Há muitos Djavans dentro de "Milagreiro". Ele não é artista de fechar o foco num enfoque específico, e disso continuam ficando depositados, juntos, seus trunfos e cacoetes.
Entre os trunfos do novo disco, o principal é provavelmente o desejo atávico de mergulhá-lo nas águas quentes e nas areias fofas de Alagoas. Esse naco de "Milagreiro" traz Djavan de volta aos odores de "Alegre Menina" (75), de "Flor de Lis" (76), de "Lambada de Serpente" (80).
"Farinha" soa a princípio desarrumada, até pelo louvor trava-língua à "planta da família das euforbiáceas" -mas vence no arranjo bem nordestino, saudosista. A faixa-título, mais adiante, consuma esse momento do CD, não só pelo tema íntimo como pelo duelo vocal travado entre Djavan e Cássia Eller, com ápice no falsete do cantor muitas vezes esganiçado.
A faixa exibe também o outro trunfo: o abandono de letras feitas de imagens soltas em prol de historietas, de pequenos comentários sobre a vida. A historieta mais pungente é a de "Milagreiro".

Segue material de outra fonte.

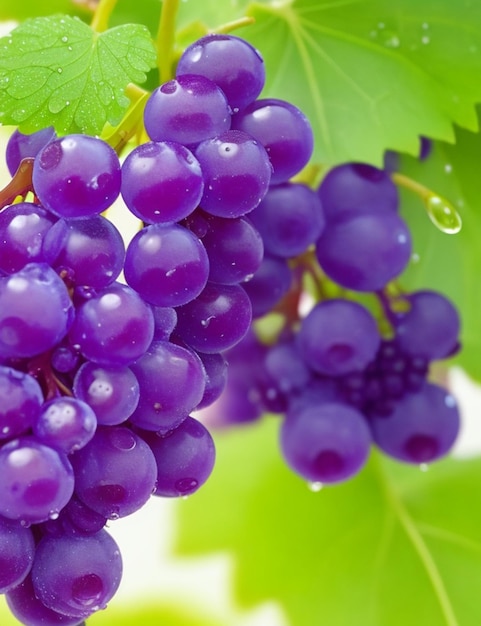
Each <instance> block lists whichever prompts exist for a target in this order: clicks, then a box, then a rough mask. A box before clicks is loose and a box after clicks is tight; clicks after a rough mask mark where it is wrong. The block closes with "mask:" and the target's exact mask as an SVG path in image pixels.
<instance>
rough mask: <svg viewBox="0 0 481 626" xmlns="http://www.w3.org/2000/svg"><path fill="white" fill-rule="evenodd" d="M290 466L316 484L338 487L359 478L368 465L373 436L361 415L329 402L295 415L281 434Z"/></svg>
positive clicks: (285, 422)
mask: <svg viewBox="0 0 481 626" xmlns="http://www.w3.org/2000/svg"><path fill="white" fill-rule="evenodd" d="M280 445H281V452H282V455H283V457H284V459H285V461H286V463H287V464H288V466H289V467H290V468H291V469H292V470H293V471H294V472H296V473H297V474H299V475H300V476H301V477H302V478H304V479H305V480H307V481H309V482H312V483H327V484H330V483H338V482H341V481H344V480H347V479H349V478H352V477H353V476H354V475H355V474H357V473H358V472H359V471H360V470H361V469H362V467H363V466H364V464H365V463H366V461H367V458H368V456H369V452H370V446H371V435H370V432H369V428H368V426H367V424H366V421H365V419H364V417H363V415H362V413H360V412H359V411H357V410H356V409H354V408H352V407H350V406H347V405H345V404H341V403H340V402H326V403H320V404H319V403H316V404H306V405H305V406H304V407H302V408H301V409H300V410H298V411H297V412H291V413H290V414H289V416H288V417H287V418H286V419H285V420H284V421H283V423H282V426H281V431H280Z"/></svg>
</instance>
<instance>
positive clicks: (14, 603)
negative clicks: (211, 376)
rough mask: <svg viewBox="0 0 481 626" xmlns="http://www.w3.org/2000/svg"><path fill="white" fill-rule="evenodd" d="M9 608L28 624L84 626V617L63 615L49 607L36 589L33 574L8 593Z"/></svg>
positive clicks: (29, 624) (42, 625)
mask: <svg viewBox="0 0 481 626" xmlns="http://www.w3.org/2000/svg"><path fill="white" fill-rule="evenodd" d="M5 597H6V600H7V604H8V608H9V609H10V611H11V612H12V613H13V615H14V616H15V617H16V618H17V619H18V620H19V622H20V623H21V624H26V626H39V625H41V626H82V625H83V624H84V621H83V617H73V616H71V615H70V616H69V615H62V614H61V613H57V612H56V611H52V610H51V609H49V608H47V607H46V606H45V604H43V602H41V601H40V600H39V599H38V597H37V595H36V593H35V590H34V587H33V584H32V578H31V576H30V575H29V576H27V578H26V579H25V580H24V581H23V582H22V583H21V584H20V585H18V586H17V587H14V588H13V589H11V590H10V591H7V593H6V596H5Z"/></svg>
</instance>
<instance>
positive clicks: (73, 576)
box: [32, 530, 122, 618]
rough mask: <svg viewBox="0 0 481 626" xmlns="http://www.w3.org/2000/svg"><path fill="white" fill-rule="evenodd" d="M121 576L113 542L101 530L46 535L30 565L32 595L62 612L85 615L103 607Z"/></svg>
mask: <svg viewBox="0 0 481 626" xmlns="http://www.w3.org/2000/svg"><path fill="white" fill-rule="evenodd" d="M121 577H122V559H121V557H120V552H119V549H118V546H117V544H116V543H115V541H114V540H113V539H112V537H111V536H110V535H109V534H108V533H107V531H105V530H101V531H99V532H98V533H96V534H94V535H88V536H80V535H70V534H66V535H63V536H58V537H53V536H49V535H46V536H45V537H43V538H42V539H41V540H40V542H39V544H38V545H37V550H36V553H35V559H34V563H33V567H32V583H33V588H34V592H35V595H36V596H37V597H38V599H39V600H40V601H41V602H42V603H43V604H45V606H46V607H48V608H49V609H51V610H52V611H55V612H57V613H61V614H62V615H67V616H72V617H81V618H85V617H88V616H89V615H91V614H92V613H93V612H95V611H98V610H99V609H101V608H105V607H106V605H107V603H108V602H109V600H110V599H111V598H112V597H113V595H114V594H115V592H116V590H117V588H118V586H119V584H120V580H121Z"/></svg>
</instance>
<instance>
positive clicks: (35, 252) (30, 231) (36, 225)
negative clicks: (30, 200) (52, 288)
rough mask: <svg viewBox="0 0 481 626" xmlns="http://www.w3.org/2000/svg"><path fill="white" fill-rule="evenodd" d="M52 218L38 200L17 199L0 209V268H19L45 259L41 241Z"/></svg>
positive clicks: (50, 226)
mask: <svg viewBox="0 0 481 626" xmlns="http://www.w3.org/2000/svg"><path fill="white" fill-rule="evenodd" d="M54 222H55V218H54V216H53V215H52V214H51V213H48V212H47V211H45V209H43V208H42V207H41V206H39V205H38V204H33V203H31V202H20V203H18V204H12V205H11V206H9V207H7V208H6V209H4V210H3V211H2V212H1V213H0V270H3V271H4V272H6V273H7V274H12V273H13V272H18V271H19V270H21V269H22V268H23V267H25V265H27V263H33V262H39V261H44V260H45V259H44V254H43V250H42V242H43V239H44V237H45V235H46V233H47V232H48V231H49V229H50V228H51V226H52V225H53V224H54Z"/></svg>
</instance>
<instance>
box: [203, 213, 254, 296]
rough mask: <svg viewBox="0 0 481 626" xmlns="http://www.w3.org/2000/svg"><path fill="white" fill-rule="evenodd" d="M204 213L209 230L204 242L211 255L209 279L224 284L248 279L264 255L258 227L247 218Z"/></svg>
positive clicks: (208, 253) (209, 268) (204, 234)
mask: <svg viewBox="0 0 481 626" xmlns="http://www.w3.org/2000/svg"><path fill="white" fill-rule="evenodd" d="M204 216H205V220H206V225H207V229H206V232H205V234H204V235H203V237H202V243H203V245H204V247H205V249H206V251H207V255H208V257H209V280H210V281H211V282H216V283H223V284H224V285H234V284H236V283H240V282H243V281H245V280H249V279H250V278H251V277H252V275H253V274H254V273H255V272H256V271H257V270H258V269H259V267H260V264H261V262H262V258H263V256H264V245H263V241H262V238H261V236H260V234H259V233H258V231H257V229H256V228H255V227H254V226H253V225H252V223H251V222H250V220H249V219H247V218H245V217H239V218H231V219H229V218H224V217H216V216H214V215H208V214H206V213H204Z"/></svg>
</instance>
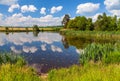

No lado dos cacoetes, há, mais que nada, a diluição. Quando cada faixa aponta para uma direção diferente, as de diretrizes mais banais acabam arriscando ofuscar os achados. Climas entre jazzísticos e arrastados ("Om", "Meu", até "Além de Amar") podem diluir o lirismo de composições como "Ladeirinha", por exemplo, que demora várias audições para se fazer notar entre suas vizinhas.
Do mesmo modo, brincadeiras com gírias e modismos se espelham entre "Meu" e "Lugar Comum", e cacoetes de uma beliscam trunfos de outra. Entre as duas, espreme-se "Infinitude", a única realmente moderna, seja no arranjo espevitado, seja na letra de sua filha Flávia Virgínia, quase um pedido para que se renovem os modos de pensar e fazer.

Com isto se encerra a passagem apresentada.